Kubernetes Alerts
To help determine if the Kubernetes cluster is available and performing well, the Sumo Logic monitors are provided with out of box alerts.
note
The alerts are built based on metrics datasets and have preset thresholds.
To install the Kubernetes app and alerts, see Install the Kubernetes App, Alerts, and Dashboards.

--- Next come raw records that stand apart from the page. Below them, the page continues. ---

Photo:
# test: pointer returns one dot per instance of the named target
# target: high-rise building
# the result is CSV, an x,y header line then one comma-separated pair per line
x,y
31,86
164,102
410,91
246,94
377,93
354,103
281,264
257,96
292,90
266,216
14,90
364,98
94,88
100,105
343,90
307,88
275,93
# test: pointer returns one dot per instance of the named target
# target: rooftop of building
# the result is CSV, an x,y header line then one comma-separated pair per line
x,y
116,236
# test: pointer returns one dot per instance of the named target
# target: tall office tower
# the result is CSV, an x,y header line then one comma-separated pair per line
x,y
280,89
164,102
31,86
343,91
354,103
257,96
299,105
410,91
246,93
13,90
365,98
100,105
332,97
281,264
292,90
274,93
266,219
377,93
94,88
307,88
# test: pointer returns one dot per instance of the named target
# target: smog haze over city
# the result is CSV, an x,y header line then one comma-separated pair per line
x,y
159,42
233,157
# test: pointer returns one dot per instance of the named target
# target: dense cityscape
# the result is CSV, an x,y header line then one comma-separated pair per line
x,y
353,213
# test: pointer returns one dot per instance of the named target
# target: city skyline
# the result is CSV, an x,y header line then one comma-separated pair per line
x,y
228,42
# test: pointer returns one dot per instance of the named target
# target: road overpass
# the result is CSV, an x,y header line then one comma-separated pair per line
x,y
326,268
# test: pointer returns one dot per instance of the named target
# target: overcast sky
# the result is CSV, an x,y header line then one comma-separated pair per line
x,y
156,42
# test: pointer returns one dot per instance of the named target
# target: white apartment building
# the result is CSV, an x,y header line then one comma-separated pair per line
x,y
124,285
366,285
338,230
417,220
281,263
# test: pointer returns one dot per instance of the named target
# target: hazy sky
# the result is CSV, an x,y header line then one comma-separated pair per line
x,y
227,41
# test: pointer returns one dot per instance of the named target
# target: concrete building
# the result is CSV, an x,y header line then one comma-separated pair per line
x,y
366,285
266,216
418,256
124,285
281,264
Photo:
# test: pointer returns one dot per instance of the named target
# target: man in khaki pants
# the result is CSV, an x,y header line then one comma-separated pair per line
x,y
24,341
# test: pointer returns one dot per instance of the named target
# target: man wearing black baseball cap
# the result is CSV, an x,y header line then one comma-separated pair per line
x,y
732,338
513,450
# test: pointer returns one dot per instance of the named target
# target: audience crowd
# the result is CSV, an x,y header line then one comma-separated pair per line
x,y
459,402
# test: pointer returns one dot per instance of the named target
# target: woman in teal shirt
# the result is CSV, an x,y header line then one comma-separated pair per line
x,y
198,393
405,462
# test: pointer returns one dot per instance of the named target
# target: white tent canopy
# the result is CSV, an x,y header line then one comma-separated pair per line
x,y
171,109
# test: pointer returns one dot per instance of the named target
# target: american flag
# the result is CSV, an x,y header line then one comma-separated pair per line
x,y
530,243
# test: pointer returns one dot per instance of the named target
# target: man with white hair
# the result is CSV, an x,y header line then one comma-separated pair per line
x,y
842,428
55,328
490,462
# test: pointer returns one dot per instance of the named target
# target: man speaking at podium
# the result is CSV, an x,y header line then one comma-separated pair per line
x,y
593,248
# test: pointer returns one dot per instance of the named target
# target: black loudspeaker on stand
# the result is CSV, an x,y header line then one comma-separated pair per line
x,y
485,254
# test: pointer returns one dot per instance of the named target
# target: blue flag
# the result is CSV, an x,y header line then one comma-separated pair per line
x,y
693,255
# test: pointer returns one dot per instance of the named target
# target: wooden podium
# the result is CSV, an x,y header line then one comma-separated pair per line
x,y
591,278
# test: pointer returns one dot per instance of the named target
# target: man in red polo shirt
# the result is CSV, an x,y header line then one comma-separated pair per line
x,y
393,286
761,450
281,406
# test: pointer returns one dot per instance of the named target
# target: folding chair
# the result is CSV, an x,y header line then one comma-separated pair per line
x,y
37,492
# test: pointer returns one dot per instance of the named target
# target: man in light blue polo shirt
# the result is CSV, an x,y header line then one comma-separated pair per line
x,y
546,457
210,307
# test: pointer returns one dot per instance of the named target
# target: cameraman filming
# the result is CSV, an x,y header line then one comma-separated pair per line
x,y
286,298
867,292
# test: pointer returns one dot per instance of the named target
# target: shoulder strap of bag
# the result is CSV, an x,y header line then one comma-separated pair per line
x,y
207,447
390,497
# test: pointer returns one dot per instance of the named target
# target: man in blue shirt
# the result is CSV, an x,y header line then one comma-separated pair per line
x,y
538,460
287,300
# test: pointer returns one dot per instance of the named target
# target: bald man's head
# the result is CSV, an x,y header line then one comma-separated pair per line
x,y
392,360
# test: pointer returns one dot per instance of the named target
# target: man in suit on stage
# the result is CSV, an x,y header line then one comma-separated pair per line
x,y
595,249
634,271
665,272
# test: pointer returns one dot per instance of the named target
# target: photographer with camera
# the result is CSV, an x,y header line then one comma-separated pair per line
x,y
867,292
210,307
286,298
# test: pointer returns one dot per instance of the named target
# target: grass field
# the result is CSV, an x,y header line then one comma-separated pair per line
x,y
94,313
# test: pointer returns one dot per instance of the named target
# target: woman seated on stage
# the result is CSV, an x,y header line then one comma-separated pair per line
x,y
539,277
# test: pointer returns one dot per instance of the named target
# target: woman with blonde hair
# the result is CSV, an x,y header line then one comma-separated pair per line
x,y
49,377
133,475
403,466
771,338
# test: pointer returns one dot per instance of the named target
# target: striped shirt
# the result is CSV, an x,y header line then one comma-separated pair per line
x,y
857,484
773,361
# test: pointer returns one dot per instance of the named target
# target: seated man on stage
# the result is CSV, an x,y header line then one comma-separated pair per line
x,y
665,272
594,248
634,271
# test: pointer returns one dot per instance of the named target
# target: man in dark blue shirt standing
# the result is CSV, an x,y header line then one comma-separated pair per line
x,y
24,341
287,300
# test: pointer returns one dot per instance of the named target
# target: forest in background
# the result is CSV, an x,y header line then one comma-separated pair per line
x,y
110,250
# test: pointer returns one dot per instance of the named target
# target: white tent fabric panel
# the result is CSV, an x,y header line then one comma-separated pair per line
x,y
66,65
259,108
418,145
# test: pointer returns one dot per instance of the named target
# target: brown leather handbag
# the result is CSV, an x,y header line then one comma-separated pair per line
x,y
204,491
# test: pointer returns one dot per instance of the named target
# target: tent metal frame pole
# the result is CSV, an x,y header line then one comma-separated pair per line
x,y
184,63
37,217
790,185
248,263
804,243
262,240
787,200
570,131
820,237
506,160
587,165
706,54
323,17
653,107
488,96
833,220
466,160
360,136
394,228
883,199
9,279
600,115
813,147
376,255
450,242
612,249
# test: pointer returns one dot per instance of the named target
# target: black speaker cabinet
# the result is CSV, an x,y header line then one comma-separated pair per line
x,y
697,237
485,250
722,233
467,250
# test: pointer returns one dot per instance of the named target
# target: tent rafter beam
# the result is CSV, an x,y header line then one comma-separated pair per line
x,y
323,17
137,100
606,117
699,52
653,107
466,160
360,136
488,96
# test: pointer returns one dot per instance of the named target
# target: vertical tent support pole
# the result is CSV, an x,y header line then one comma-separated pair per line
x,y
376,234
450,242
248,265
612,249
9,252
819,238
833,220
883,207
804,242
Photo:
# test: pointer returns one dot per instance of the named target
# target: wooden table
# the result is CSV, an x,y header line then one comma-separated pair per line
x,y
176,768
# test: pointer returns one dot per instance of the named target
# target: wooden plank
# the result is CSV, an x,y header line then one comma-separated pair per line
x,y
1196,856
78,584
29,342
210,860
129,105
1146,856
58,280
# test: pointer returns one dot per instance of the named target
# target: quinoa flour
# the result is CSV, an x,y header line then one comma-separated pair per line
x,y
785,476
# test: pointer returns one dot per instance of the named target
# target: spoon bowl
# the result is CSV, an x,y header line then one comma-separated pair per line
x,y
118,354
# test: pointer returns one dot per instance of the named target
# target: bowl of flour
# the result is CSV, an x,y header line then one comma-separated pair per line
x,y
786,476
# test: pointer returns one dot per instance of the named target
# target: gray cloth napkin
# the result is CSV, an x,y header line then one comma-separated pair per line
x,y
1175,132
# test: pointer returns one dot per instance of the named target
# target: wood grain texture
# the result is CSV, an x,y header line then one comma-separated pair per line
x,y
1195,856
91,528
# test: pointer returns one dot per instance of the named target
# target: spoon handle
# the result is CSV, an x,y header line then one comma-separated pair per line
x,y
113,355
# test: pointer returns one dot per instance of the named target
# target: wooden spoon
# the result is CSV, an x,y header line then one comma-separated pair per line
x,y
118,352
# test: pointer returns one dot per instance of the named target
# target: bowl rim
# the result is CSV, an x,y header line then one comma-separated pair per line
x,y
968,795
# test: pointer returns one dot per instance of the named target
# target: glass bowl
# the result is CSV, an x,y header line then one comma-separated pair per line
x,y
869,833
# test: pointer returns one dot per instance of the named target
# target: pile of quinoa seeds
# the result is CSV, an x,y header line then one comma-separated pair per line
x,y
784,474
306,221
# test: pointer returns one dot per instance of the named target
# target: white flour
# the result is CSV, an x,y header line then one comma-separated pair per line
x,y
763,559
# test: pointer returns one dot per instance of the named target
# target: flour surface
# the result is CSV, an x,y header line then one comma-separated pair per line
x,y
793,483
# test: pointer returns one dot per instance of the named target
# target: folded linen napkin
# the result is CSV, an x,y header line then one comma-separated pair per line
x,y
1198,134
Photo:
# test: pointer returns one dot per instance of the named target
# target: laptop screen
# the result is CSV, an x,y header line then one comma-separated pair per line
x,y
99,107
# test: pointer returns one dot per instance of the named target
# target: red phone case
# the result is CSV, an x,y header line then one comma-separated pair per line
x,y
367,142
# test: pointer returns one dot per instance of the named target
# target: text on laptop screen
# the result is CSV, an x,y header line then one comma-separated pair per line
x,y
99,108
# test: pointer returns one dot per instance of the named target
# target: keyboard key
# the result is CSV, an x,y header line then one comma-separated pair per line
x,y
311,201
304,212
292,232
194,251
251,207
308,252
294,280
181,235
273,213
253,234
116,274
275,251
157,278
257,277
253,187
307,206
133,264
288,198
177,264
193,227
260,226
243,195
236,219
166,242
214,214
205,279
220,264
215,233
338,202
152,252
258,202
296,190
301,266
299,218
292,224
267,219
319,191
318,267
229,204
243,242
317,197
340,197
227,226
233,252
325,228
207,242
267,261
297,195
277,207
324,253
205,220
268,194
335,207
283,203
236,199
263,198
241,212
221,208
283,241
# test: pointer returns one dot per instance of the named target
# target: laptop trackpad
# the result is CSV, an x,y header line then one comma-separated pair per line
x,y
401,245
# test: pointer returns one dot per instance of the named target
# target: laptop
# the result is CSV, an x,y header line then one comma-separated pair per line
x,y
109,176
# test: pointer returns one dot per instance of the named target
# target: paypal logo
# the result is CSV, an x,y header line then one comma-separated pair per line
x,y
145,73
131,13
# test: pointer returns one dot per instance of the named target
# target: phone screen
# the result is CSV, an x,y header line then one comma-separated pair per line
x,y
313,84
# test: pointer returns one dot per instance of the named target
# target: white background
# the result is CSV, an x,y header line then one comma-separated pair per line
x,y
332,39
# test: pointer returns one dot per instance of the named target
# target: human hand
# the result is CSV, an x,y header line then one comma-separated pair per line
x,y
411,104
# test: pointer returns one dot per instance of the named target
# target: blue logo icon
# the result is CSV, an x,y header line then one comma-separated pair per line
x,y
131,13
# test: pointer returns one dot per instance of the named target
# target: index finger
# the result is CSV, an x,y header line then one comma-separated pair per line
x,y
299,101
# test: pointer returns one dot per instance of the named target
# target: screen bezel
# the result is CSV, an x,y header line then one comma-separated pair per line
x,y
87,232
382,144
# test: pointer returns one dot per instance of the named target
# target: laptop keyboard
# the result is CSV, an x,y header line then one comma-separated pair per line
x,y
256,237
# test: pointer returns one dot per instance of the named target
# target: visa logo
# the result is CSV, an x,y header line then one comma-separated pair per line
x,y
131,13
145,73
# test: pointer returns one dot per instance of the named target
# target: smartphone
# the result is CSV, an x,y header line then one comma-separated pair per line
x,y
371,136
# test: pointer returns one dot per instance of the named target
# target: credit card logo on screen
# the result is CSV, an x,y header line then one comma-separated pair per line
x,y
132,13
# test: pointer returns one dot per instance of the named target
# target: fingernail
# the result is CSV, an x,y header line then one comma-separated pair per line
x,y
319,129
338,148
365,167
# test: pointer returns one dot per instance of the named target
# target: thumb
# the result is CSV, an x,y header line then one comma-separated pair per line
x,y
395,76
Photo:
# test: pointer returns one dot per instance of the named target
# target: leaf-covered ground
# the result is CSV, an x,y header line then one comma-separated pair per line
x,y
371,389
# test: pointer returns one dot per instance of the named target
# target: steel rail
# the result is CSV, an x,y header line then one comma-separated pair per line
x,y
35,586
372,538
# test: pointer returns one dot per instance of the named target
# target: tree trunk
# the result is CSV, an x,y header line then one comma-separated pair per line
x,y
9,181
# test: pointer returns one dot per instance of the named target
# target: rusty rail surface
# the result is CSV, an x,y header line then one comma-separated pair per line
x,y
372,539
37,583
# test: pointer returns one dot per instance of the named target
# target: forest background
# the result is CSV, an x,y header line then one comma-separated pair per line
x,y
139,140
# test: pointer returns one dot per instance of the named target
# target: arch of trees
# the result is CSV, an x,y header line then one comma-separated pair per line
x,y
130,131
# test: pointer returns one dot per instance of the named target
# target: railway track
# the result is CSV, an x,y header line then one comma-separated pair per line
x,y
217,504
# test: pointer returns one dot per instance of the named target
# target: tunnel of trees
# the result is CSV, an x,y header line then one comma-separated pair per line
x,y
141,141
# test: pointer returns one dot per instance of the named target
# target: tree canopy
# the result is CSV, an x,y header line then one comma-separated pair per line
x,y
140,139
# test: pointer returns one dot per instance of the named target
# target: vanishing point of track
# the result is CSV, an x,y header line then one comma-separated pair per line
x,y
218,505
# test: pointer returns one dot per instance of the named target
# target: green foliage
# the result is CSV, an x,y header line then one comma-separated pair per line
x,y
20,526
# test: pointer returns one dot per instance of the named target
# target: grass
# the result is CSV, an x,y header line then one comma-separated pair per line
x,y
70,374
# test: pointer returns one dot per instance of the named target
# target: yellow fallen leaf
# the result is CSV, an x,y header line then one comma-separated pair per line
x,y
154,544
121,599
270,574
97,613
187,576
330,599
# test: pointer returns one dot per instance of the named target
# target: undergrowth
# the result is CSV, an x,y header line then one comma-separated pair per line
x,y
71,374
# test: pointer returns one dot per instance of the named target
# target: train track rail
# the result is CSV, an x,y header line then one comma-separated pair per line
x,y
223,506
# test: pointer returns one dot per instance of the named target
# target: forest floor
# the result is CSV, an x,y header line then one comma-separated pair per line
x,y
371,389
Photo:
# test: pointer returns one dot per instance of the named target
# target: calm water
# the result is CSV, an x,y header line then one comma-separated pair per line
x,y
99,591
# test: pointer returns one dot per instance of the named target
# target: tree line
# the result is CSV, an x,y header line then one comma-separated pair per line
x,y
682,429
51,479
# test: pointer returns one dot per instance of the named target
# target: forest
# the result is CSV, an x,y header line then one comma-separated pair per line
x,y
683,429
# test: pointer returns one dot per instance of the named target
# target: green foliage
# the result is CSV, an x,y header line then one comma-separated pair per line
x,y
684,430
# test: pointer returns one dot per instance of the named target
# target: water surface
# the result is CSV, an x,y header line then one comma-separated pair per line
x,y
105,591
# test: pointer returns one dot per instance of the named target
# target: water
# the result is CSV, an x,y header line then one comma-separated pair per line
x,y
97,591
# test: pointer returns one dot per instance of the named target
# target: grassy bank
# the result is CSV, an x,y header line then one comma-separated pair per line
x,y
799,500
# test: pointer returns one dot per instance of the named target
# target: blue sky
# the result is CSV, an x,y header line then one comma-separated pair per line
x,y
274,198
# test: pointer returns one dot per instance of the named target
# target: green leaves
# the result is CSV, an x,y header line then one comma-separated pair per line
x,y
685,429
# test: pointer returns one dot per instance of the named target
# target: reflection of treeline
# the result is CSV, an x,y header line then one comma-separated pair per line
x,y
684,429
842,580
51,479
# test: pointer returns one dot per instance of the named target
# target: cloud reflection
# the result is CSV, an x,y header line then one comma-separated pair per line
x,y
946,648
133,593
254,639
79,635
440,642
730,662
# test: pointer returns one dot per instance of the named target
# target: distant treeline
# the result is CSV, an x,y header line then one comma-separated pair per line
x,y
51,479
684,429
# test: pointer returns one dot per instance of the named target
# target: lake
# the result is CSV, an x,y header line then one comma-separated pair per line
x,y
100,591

Name | Description | Trigger Type (Critical / Warning / MissingData) | Alert Condition | Recovery Condition |
---|---|---|---|---|
Kubernetes - etcd Insufficient Members | This alert is fired when we determine that etcd cluster has insufficient members. | Critical | >0 | \<=0 |
Kubernetes -Kube API Down | This alert is fired when KubeAPI disappears from Prometheus target discovery. | Critical/MissingData | \<=0 | \>0 |
Kubernetes -Kube Controller Manager Down | This alert is fired when KubeControllerManager disappears from Prometheus target discovery. | Critical | \<=0 | \>0 |
Kubernetes -Kubelet Down | This alert is fired when Kubelet disappears from Prometheus target discovery. | Critical/MissingData | \<=0 | \>0 |
Kubernetes -Kube Node Not Ready | This alert is fired when a node is not ready. | Critical/MissingData | \<=0 | \>0 |
Kubernetes -Kube Scheduler Down | This alert is fired when Kube Scheduler disappears from Prometheus target discovery. | Critical/MissingData | \<=0 | \>0 |
Kubernetes -Cluster CPU Utilization High | This alert is fired when Cluster CPU utlization is high. | Critical/Warning | >0.90 | \<=0.90 |
Kubernetes -Prometheus Remote Storage Failures | This alert is fired when Prometheus fails to send samples to remote storage. | Critical | \>1 | \<=1 |
Kubernetes -Multiple Terminated Pods (Errored Out) | This alert is fired when we determine that there are pods that have been terminated because of an error. | Critical | \>5 | \<=5 |
Kubernetes - Multiple Terminated Pods (Container Cannot Run) | This alert is fired when we determine that there are pods that have been terminated because the container cannot run. | Critical | \>5 | \<=5 |
Kubernetes - Multiple Terminated Pods (OOM Killed) | This alert is fired when we determine that there are pods that have been terminated because the pods have been OOM Killed. | Critical | \>5 | \<=5 |
Kubernetes - Multiple Terminated Pods (Deadline Exceeded) | This alert is fired when we determine that there are pods that have been terminated because the deadline has exceeded. | Critical | \>5 | \<=5 |
Kubernetes -Pod Crash Looping | This alert is fired when we determine that a pod is crash looping. | Warning | \>0 | \<=0 |
Kubernetes -Container Waiting | This alert is fired when a pod container waiting longer than 1 hour. | Warning | \>0 | \<=0 |
Kubernetes -DaemonSet Not Scheduled | This alert is fired when DaemonSet pods are not scheduled. | Warning | \>0 | \<=0 |
Kubernetes -DaemonSet Misscheduled | This alert is fired when DaemonSet pods are miss-scheduled. | Warning | \>0 | \<=0 |
Kubernetes -StatefulSet Generation Mismatch | This alert is fired when StatefulSet generation mismatch is determined due to possible roll-back. | Warning | \>0 | \<=0 |
Kubernetes -HPA Maxed Out | This alert is fired when HPA is running at maximum replicas. | Warning | \<=0 | \>0 |
Kubernetes -Multiple Containers OOM Killed | This alert is fired when multiple containers are OOM Killed. | Warning | >=5 | \<5 |